第44話 休み時間に休めない俺


次の日。朝、学校に行って席に着くと、薫が話しかけてきた。


「神崎が、来たな」


そう言われたが、あえて神崎のほうには目を向けなかった。こういう時は朝からいつも通りにしていればいいんだよ。


「昨日、来るって言ってくれたからな」


「なぁ、なんか事情があったんだろう?」


別に、俺から話すようなことではない。


「知りたいなら本人に聞けよ」


「それもそうだな。今日は一発目から体育だ。ブラジャー科目だ」


ブラジャー科目ってなんだよ。それ履修して将来何になれるんだ?


その後、HRで横山ちゃんは神崎の顔をチラッと確認しただけで、特別なことは何もなく、いつも通りの時間が流れた。




ーーーーーー



体育終了後、離れの教官室に俺は訪れた。


バスケ部顧問の相澤先生に、入部届を出すためだ。


俺が入ることを誰かから聞いたのだろうか。相澤先生はすんなり受け取ってくれた。


「それで、水谷くんはいつ部活に来るのかな?」


「平日の火曜と木曜です」


「五橋姉妹も同じ曜日だよ?」


まぁ、そうだろうな。


「合わせたんですよ。すみません。そんなに本気でやるつもりはないです」


「そっか。うちの女子主将の金森が、五橋姉をバスケ部に残すために、どうしても水谷くんが必要っていうからねー。そんなこちら側の事情もあって、わたしからは君に何も言わないさ」


「助かります」


「この間の試合、見てたよ?体力さえ戻ればレギュラーで活躍できる感じだったね。土日に練習試合とか組んだら、出てくれる?」


「そこは応相談でお願いします」


「期待してるよ?うちみたいな、あんまり強くないとこと練習試合を組んでくれるとこ、そんなに無いんだ」


「いや、俺、勉強第一に考えているので」


「嘘おっしゃい。まぁ、これ以上詮索すると五橋姉に怒られそうだ。とりあえず、今日から宜しくね」


全然信用されていないみたいだ。おかしいな。俺は勉強第一・・・ではないな。うん。


「はい、宜しくお願いします」


望美に怒られるって何だよ。あいつ、相澤先生とどんな交渉してんだ?


ーーーーーー


二限の古文の授業の後、俺は階段を登っていた。上田にバスパンを返すためだ。


今日部活で渡しても良かったが、ま、ちょっとした気まぐれだ。


一年の教室は中々に入りづらい。去年までこの階にいたはずなのに。やっぱり、学年違うとめっちゃ部外者感があるな。

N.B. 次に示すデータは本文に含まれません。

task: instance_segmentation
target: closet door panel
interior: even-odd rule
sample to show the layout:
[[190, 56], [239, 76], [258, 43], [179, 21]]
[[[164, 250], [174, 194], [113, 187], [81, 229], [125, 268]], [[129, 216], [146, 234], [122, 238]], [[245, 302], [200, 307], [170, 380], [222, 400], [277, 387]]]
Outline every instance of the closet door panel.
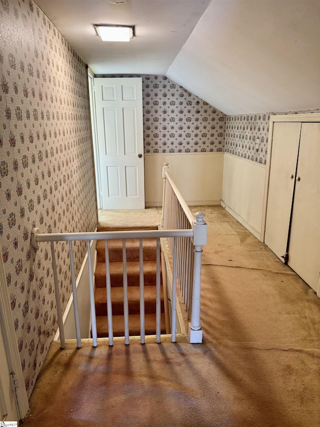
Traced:
[[283, 262], [281, 257], [286, 252], [300, 130], [300, 123], [275, 123], [274, 127], [264, 243]]
[[320, 123], [302, 123], [288, 264], [316, 292], [320, 271]]

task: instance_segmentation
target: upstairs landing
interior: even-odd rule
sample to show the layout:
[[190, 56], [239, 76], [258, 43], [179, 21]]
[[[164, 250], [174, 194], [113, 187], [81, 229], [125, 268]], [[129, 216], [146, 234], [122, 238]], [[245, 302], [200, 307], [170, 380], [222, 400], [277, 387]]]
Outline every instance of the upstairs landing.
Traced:
[[24, 427], [320, 425], [320, 300], [221, 207], [196, 210], [203, 343], [54, 343]]

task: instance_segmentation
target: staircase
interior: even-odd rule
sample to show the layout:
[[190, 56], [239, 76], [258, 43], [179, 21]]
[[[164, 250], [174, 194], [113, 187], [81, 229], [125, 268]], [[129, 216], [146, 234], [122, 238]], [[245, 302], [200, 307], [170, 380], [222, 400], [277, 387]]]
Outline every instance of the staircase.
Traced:
[[[136, 230], [136, 228], [121, 229]], [[103, 227], [99, 231], [120, 231], [119, 229]], [[139, 286], [139, 239], [126, 241], [129, 308], [129, 334], [140, 335], [140, 290]], [[144, 239], [144, 321], [146, 335], [156, 334], [156, 240]], [[112, 324], [114, 336], [124, 335], [124, 289], [122, 274], [122, 242], [121, 239], [108, 240]], [[97, 262], [94, 273], [94, 301], [98, 337], [108, 336], [106, 313], [106, 290], [104, 241], [96, 242]], [[166, 333], [164, 294], [161, 278], [161, 333]]]

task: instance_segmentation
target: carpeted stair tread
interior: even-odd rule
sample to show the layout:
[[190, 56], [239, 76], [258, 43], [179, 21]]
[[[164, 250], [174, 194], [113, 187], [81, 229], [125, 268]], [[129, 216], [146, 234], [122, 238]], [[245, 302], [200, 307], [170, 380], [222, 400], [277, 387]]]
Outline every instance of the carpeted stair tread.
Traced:
[[[108, 241], [109, 261], [110, 262], [122, 261], [122, 241], [121, 239], [112, 239]], [[126, 240], [126, 260], [139, 260], [139, 239], [127, 239]], [[144, 239], [144, 260], [151, 261], [156, 259], [156, 239]], [[97, 262], [104, 262], [104, 240], [98, 240], [96, 242]]]
[[[164, 292], [160, 288], [161, 311], [164, 311]], [[156, 288], [154, 286], [144, 287], [144, 312], [156, 312]], [[124, 314], [124, 289], [122, 287], [111, 288], [111, 300], [113, 315]], [[106, 288], [96, 288], [94, 292], [96, 314], [97, 316], [106, 315]], [[128, 287], [128, 302], [129, 314], [136, 314], [140, 312], [140, 288], [138, 286]]]
[[[124, 320], [123, 315], [112, 316], [114, 336], [124, 335]], [[144, 315], [144, 327], [146, 335], [156, 334], [156, 314], [146, 313]], [[130, 335], [140, 335], [140, 314], [129, 314], [129, 329]], [[108, 336], [108, 321], [107, 316], [98, 316], [96, 318], [96, 330], [99, 338]], [[161, 333], [166, 333], [166, 319], [164, 313], [161, 313]]]
[[[123, 285], [123, 267], [122, 262], [111, 262], [110, 279], [112, 286]], [[130, 261], [126, 263], [128, 286], [139, 285], [140, 271], [140, 263], [138, 261]], [[106, 287], [106, 263], [97, 262], [94, 272], [96, 287]], [[156, 265], [154, 261], [144, 262], [144, 285], [154, 285], [156, 276]]]

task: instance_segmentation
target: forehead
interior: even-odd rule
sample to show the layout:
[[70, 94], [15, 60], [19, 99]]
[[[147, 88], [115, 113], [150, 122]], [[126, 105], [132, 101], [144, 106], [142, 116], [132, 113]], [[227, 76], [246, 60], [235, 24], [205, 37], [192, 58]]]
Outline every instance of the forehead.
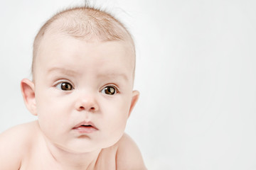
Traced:
[[54, 67], [65, 67], [75, 71], [86, 67], [93, 70], [97, 68], [102, 72], [119, 70], [132, 72], [135, 62], [129, 42], [88, 41], [61, 33], [46, 34], [38, 47], [37, 57], [36, 72], [38, 69]]

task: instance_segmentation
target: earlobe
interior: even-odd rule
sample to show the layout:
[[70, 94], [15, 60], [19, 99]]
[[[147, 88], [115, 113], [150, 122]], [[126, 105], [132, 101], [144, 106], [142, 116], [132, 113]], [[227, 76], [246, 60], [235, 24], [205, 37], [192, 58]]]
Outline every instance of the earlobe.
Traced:
[[129, 110], [129, 116], [131, 115], [133, 108], [134, 108], [137, 102], [138, 101], [139, 96], [139, 92], [138, 91], [132, 91], [132, 98], [130, 109]]
[[29, 79], [24, 79], [21, 80], [21, 89], [26, 108], [33, 115], [37, 115], [34, 84]]

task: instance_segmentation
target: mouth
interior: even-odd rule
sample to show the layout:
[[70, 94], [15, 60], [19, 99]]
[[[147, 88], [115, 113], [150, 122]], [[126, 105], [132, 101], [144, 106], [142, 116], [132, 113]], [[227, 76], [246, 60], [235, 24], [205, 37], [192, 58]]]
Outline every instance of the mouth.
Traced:
[[75, 125], [73, 130], [77, 131], [79, 133], [92, 133], [98, 129], [95, 126], [92, 122], [82, 121]]

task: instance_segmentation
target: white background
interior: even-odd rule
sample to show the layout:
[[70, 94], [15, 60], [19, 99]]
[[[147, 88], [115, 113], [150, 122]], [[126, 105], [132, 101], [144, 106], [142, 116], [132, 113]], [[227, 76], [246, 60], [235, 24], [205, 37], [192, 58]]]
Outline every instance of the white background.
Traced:
[[[255, 170], [256, 1], [97, 1], [134, 37], [141, 97], [127, 132], [148, 169]], [[33, 38], [81, 2], [1, 0], [0, 132], [36, 118], [19, 87]]]

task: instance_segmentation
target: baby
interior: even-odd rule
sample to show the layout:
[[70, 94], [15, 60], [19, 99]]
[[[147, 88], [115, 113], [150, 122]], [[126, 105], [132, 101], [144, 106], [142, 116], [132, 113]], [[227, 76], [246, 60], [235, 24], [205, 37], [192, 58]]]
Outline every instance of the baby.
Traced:
[[0, 135], [1, 170], [146, 169], [124, 133], [133, 91], [134, 45], [123, 25], [89, 7], [48, 20], [33, 45], [33, 81], [21, 81], [38, 120]]

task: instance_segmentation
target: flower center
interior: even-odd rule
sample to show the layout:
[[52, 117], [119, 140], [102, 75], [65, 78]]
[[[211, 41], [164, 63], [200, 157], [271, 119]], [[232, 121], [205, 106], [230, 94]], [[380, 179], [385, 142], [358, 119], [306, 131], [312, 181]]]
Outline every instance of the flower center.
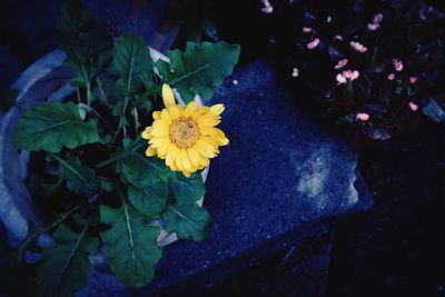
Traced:
[[170, 140], [179, 148], [189, 148], [199, 137], [199, 129], [191, 118], [180, 117], [170, 126]]

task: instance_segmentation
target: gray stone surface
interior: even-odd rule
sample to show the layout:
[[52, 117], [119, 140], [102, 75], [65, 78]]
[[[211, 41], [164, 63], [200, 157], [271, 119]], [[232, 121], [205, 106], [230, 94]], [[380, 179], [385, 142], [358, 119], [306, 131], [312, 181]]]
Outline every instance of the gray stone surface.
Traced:
[[139, 296], [206, 270], [230, 270], [225, 264], [234, 259], [372, 206], [356, 174], [357, 154], [301, 115], [295, 100], [308, 99], [300, 96], [293, 97], [265, 60], [239, 68], [219, 89], [214, 102], [226, 105], [221, 128], [230, 145], [212, 160], [206, 185], [214, 227], [201, 242], [166, 247], [157, 277]]
[[[56, 51], [28, 69], [14, 85], [19, 105], [1, 118], [0, 218], [18, 238], [26, 235], [27, 219], [38, 219], [38, 210], [21, 181], [26, 170], [18, 166], [27, 154], [18, 154], [9, 137], [21, 106], [72, 91], [58, 68], [63, 58]], [[210, 166], [205, 206], [215, 224], [209, 237], [166, 247], [157, 277], [145, 289], [126, 291], [99, 267], [79, 296], [147, 296], [209, 269], [227, 273], [233, 269], [224, 268], [227, 263], [249, 258], [258, 248], [273, 253], [273, 246], [304, 236], [315, 222], [372, 205], [356, 175], [354, 150], [301, 115], [294, 105], [298, 98], [266, 61], [238, 69], [231, 79], [238, 83], [227, 80], [215, 96], [227, 107], [221, 128], [230, 146]]]
[[59, 68], [65, 58], [62, 51], [56, 50], [24, 70], [12, 86], [19, 90], [17, 105], [0, 118], [0, 219], [12, 235], [9, 237], [11, 245], [14, 237], [24, 239], [28, 220], [40, 222], [39, 210], [23, 185], [29, 152], [18, 151], [11, 143], [11, 135], [23, 107], [37, 105], [49, 97], [60, 98], [53, 93], [72, 91], [67, 87], [69, 73]]

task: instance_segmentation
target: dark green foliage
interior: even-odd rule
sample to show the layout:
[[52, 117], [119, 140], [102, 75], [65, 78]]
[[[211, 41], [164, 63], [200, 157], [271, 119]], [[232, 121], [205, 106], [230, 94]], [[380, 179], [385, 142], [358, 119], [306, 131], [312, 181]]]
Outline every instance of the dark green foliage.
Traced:
[[165, 160], [146, 157], [148, 143], [140, 135], [151, 122], [151, 109], [159, 110], [157, 92], [164, 82], [186, 101], [197, 93], [210, 98], [231, 73], [239, 47], [190, 42], [184, 53], [170, 52], [171, 66], [158, 62], [157, 71], [141, 37], [126, 34], [113, 42], [80, 0], [66, 1], [57, 29], [77, 92], [65, 102], [27, 110], [16, 127], [13, 143], [38, 151], [27, 184], [53, 217], [30, 232], [20, 255], [40, 234], [53, 232], [53, 246], [32, 245], [33, 253], [42, 254], [38, 296], [75, 296], [87, 284], [88, 256], [100, 244], [122, 284], [146, 286], [162, 255], [160, 228], [149, 221], [167, 220], [179, 238], [200, 240], [211, 218], [197, 205], [205, 195], [201, 175], [186, 178]]

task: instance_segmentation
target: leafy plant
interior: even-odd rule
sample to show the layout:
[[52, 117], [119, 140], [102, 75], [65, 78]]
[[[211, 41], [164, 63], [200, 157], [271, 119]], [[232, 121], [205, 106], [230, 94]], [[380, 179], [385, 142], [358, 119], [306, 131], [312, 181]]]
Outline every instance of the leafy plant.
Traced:
[[[201, 240], [211, 218], [197, 204], [205, 195], [201, 174], [186, 178], [157, 157], [147, 158], [140, 127], [161, 108], [157, 97], [164, 82], [186, 101], [197, 93], [209, 99], [231, 73], [239, 47], [189, 42], [184, 53], [170, 51], [170, 63], [154, 63], [142, 38], [112, 41], [77, 0], [65, 3], [57, 28], [77, 91], [26, 110], [16, 127], [14, 145], [32, 151], [30, 190], [51, 206], [44, 212], [53, 221], [29, 236], [18, 258], [22, 261], [26, 250], [41, 254], [38, 296], [75, 296], [101, 245], [126, 286], [146, 286], [162, 255], [160, 227], [150, 220], [164, 220], [179, 238]], [[52, 246], [34, 245], [52, 231]]]

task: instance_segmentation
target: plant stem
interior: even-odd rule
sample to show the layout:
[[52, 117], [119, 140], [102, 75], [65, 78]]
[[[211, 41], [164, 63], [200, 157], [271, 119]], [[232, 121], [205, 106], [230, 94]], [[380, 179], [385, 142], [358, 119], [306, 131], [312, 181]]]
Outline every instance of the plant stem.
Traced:
[[110, 164], [113, 164], [113, 162], [116, 162], [116, 161], [118, 161], [118, 160], [120, 160], [120, 159], [127, 157], [127, 156], [130, 155], [130, 154], [134, 154], [134, 152], [137, 151], [139, 148], [141, 148], [142, 146], [145, 146], [145, 142], [140, 142], [140, 143], [139, 143], [139, 141], [141, 141], [141, 140], [142, 140], [142, 138], [138, 138], [138, 139], [136, 140], [136, 146], [135, 146], [132, 149], [130, 149], [130, 150], [125, 150], [125, 151], [120, 152], [119, 155], [116, 155], [116, 156], [113, 156], [113, 157], [111, 157], [111, 158], [109, 158], [109, 159], [107, 159], [107, 160], [105, 160], [105, 161], [101, 161], [100, 164], [96, 165], [95, 168], [96, 168], [96, 169], [103, 168], [103, 167], [106, 167], [106, 166], [108, 166], [108, 165], [110, 165]]
[[57, 225], [59, 225], [59, 224], [62, 222], [65, 219], [67, 219], [69, 216], [71, 216], [73, 212], [76, 212], [80, 207], [81, 207], [81, 206], [78, 205], [78, 206], [71, 208], [71, 209], [68, 210], [67, 212], [63, 212], [57, 220], [55, 220], [53, 222], [51, 222], [50, 225], [48, 225], [48, 226], [44, 227], [43, 229], [38, 230], [37, 232], [34, 232], [34, 234], [32, 234], [31, 236], [29, 236], [29, 237], [23, 241], [23, 244], [20, 246], [20, 249], [19, 249], [19, 258], [18, 258], [19, 263], [21, 263], [21, 259], [22, 259], [22, 257], [23, 257], [24, 248], [26, 248], [36, 237], [38, 237], [39, 235], [44, 234], [44, 232], [51, 230], [52, 228], [55, 228]]
[[77, 101], [80, 105], [82, 102], [82, 100], [80, 99], [80, 90], [79, 90], [79, 88], [76, 88], [76, 93], [77, 93]]
[[99, 77], [96, 78], [96, 82], [97, 82], [97, 85], [98, 85], [99, 92], [100, 92], [100, 95], [101, 95], [101, 97], [102, 97], [102, 99], [103, 99], [103, 102], [106, 103], [106, 106], [107, 106], [109, 109], [111, 109], [110, 103], [108, 102], [108, 97], [107, 97], [107, 95], [106, 95], [105, 91], [103, 91], [102, 82], [100, 81], [100, 78], [99, 78]]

亜香里はよく一人でうちのクラスに来れたもんだ、と感心してしまう。


俺は廊下から教室の中を覗き込む。


おっ、いたいた。坊主上田。亜香里と話してるみたいだ。


亜香里が廊下にいる俺を見て、ピコーン!と顔があからさまに明るくなる。そして、凄い勢いで俺のところに来た。


「お兄!寂しくなったの?亜香里はここだよ」


「よう、亜香里。上田にバスパン返しに来たんだ」


「え?お昼に会うから、その時で良かったと思うよ?」


「荷物になるだろ?借りたものを返すんだから、出向くのが普通だ」


「ふーん。細田、お兄が来てる」


細田って誰だよ。次は太田とかか?


「ちっす、先輩。あー、バスパン返しに来てくれたんですね。もしかして今日部活来ないんですか?」


「よう、上田。いや、入部届は出したし、今日は行くけど、おまえと更衣室で会えるかわからんからな。今渡しに来た」


「わざわざありがとうございます。五橋が、先輩とアパート借りて同棲するとか言ってるんですけどマジですか?」


「こらこら、嘘を言うな」


「お兄、わたしは本気」


「まぁ、最近はシェアハウス、ルームシェアとか、色々形がありますよね。一緒に住むのはお互いが合意してればアリだと思いますけど。俺は寮に住んでるので、普通に誰かと暮らすのは抵抗ないっす」


「真に受けるなよ。そっか。女子寮もあるのか?」


「お兄、女子寮で何する気?変態さん?」


亜香里、おまえなぁ、昨日の話知ってるくせに、わざと知らないふりしてんじゃねーよ。


「え?先輩、もしかして家が無い女の子拾ったんですか?」


「おまえは何を言ってるんだ?」


「冗談です。今日もお昼にそっちにお邪魔します。宜しくお願いします」


俺に了解を得ても、たいした意味は無いんだけどな。また大人数で食べて、俺のクラスのやつらが困惑するのは変わりないだろうに。


「お兄、かわいそうな女の子拾ったら、一緒に住む?」


わざと悲しそうな顔をする亜香里。そんな捨てられた犬みたいな表情をしても、一緒に住まないからな?